Data collection is the number one goal in flight test.
With that said, squadrons at Edwards Air Force Base, Calif., cannot take just any plane out of the air and conduct flight test missions. They have to be specially instrumented to record and transmit data during test sorties. This means taking planes apart for equipment installation, or modifying them with sometimes custom-made devices.
This is the mission of the 812th Aircraft Instrumentation Test Squadron, which just started building a new place to work Dec. 3, 2018.
The 412th Maintenance Group held a “ground breaking” ceremony for the 812th AITS Special Instrumentation Diagnostics Engineering and Calibration (SIDEC) Lab in Bldg. 1600. The new lab should serve as a one-stop shop where technicians and engineers can plan, build and repair instrumentation equipment.
“The overarching purpose of this lab is to support the engineering effort of the Special Instrumentation division,” said Douglas Pilcher, 812th AITS electronics technician. “We do this through diagnostic, engineering and calibration support. We are the first to turn on newly designed data collection equipment. We help program data acquisition systems. We create the information panels that mount on the front of the instruments. We repair instruments that have broken while in the field.”
According to Pilcher, a large benefit of the new lab is consolidation of the different work areas within the 812th AITS. The 412th MXG’s Bldg. 1600, adjacent to Hangar 1600, is big — so big that it has street names for its corridors.
“The lab will be at the corner of Boardwalk and Pacific Avenue,” Pilcher said. “The functions that will be contained in the new lab are all in separate locations now throughout Bldg. 1600. Currently the individual functions are separated by more than 100 yards.”
The new lab aims at making it easier for all the different instrumentation functions to work together.
“Due to the large distance between labs, it is difficult to work as a unit. With almost every new piece of equipment or system, the functions of all three labs are needed. It takes a lot of time to travel between labs before a single piece of equipment is ready to be installed on an aircraft,” said Pilcher.
He added with the current separation, it is difficult to share equipment and moving “delicate laboratory equipment” back and forth can increase the risk of damage.

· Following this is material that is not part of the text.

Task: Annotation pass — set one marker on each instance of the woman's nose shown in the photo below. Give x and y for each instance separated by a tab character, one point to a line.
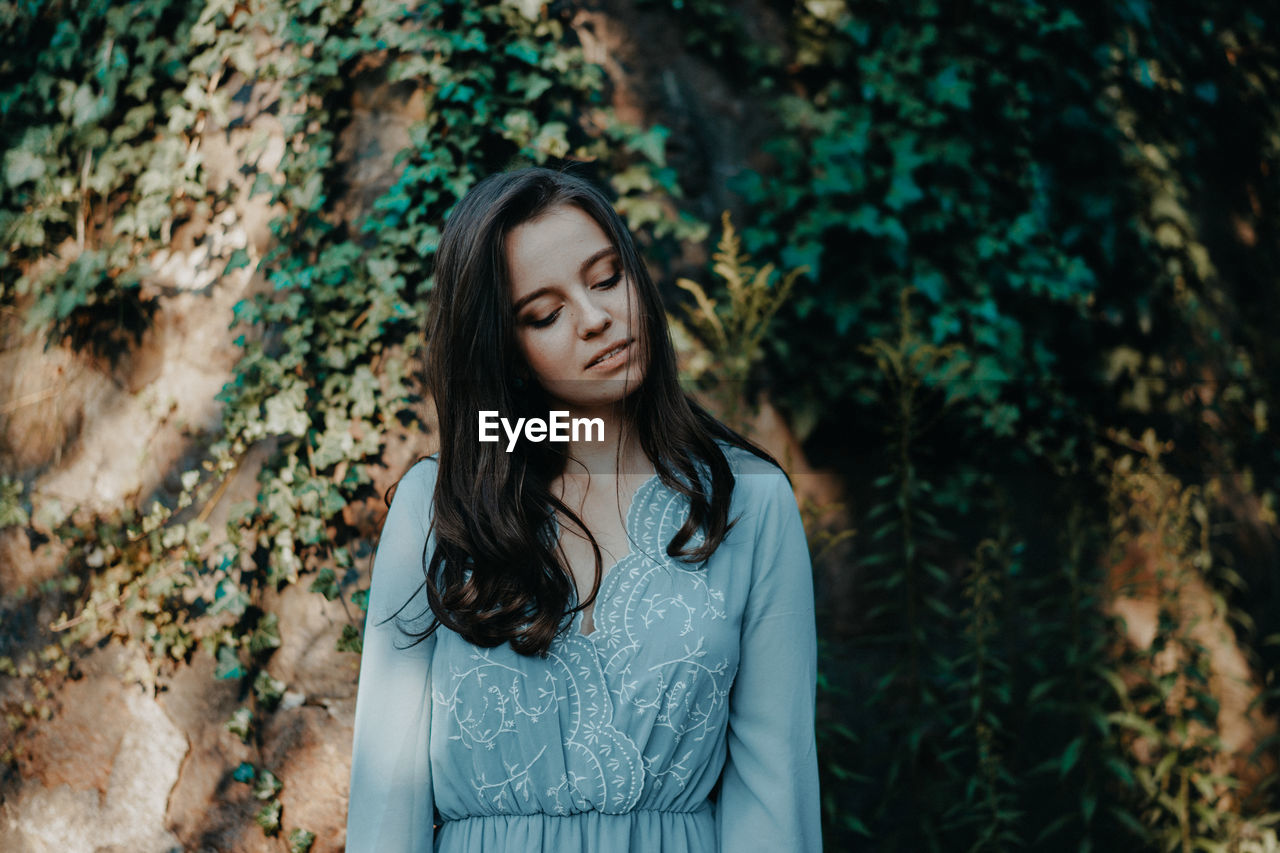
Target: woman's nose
593	319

Additionally, the lab will have a new capability in an environmental chamber, which can simulate temperature and altitude.
“More than any of that, this is a lab from the ground up,” Pilcher said. “We are currently working in converted office space. The new lab will provide a cleaner, better environment with better temperature control.”
The new lab should provide a more comfortable and efficient area for one of the most important aspects of the Edwards mission.
“Without the functions provided by the SIDEC lab, there would be no test,” Pilcher said. “Without it we couldn’t provide what the test engineers need — data. It’s the equipment and expertise we provide that allows any of the aircraft here at Edwards to collect the data necessary to provide a better tool to the war fighter.”